Was wir uns bei der ganzen Sache eigentlich denken, fragen viele.
Nun wir glauben, daß wir durch unsere Aktionen und ihre Erklärungen,
durch unsere Zeitungen und das Interview auf das geantwortet haben,
worauf wir ne Antwort wissen - und das ist eine vorläufige.
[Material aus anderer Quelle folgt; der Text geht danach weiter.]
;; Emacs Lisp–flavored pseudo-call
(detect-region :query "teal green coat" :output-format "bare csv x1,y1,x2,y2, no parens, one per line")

Das Seltsame ist, daß sowohl unsere Praxis als auch unsere
Theorie die Fragesteller überhaupt nicht interessieren, denn
sie sind mit ihrer Antwort längst fertig. Sie haben sich ein
Monster aufgebaut, das sie BEWAFFNETER KAMPF nennen und das sie
gemeinsam zu erlegen trachten. Der Bogen derjenigen, die da am Schreibtisch
auf die Jagd gehen, ist wahrscheinlich weit gespannt, und scheinbar
unversöhnliche Gegner finden doch wieder ihren gemeinsamen
Nenner:
Zitat 1:"Unter der perfekt sitzenden Maske des Samariters
und Menschenfreundes zeigt sich die Fratze des Terroristen, der
über Leichen geht." (Hamburger Abendblatt vom 10./ 11.
Mai 1975 über K. H. Roth)
Zitat 2: "Vom das lichte Antlitz des Helden hatten Widerstandskämpfers,
hinter dem aber bereits die Fratze des Bullen der zukünftigen
Volkspolizei zum Vorschein kommt." (Joschka Fischer in Autonomie
Nr.5,S.55)
Woher rührt diese Hysterie, die einen Joschka Fischer bei
Axel Springer Zuflucht suchen läßt? Warum können
in diesem Land so viele Widerstand nur als Gerücht diskutieren,
als Gerücht vom bombenden, ballernden Django zum Beispiel,
der seinen Sarg hinter sich herzieht (Todestrip)? Weil diese Wichsvorlage,
an der man sich immer wieder einen voll Schaudern runterholen kann,
die Funktion hat, die konkrete Fragestellung zu verhindern:
Ist es richtig, daß versucht wird gefangene Revolutionäre
rauszuholen? Ist es richtig daß US- Kasinos brennen? Sollen
wir Fahrscheine lieber bezahlen oder nachdrucken
Oder die Automaten abbrennen? Sollen wir Schwarzfahrerkarteien
lieber vervollständigen stattt anzuzünden? Ist es richtig
Bauspekulanten anzugreifen?
Das heißt die Frage konkret gestellt. (Welch irres Interesse
es daran gibt, die Diskussion genau darüber nicht zustande
kommen zu lassen, kann man, daran ablesen, daß man sich selbst
nicht scheut, die Hygiene gegen den Bewaffneten Kampf ins Feld zu
führen: da wird dringend geraten, sauber zu bleiben, sich sozusagen
täglich die Hände in Unschuld zu waschen, denn wer kämpft,
wird von den Bullen infiziert.)
Die Frage konkret zu stellen, heißt: sie zu beantworten -
so oder so. Wer nicht antworten will produziert Gerüchte, Gerüchte,
die sich inzwischen zu einem handfesten Mythos ausgewachsen haben:
Für die einen ist der Bewaffnete Kampf die aktuelle Verkörperung
des Leibhaftigen, etwas Fürchterliches, es läuft ihnen
schon beim Gedanken daran, eiskalt den Rücken runter. Für
die anderen ist er das absolut Größte, so was wie ein
Glaubensbekenntnis, ein Werk von Giganten - eben auch ein Mythos!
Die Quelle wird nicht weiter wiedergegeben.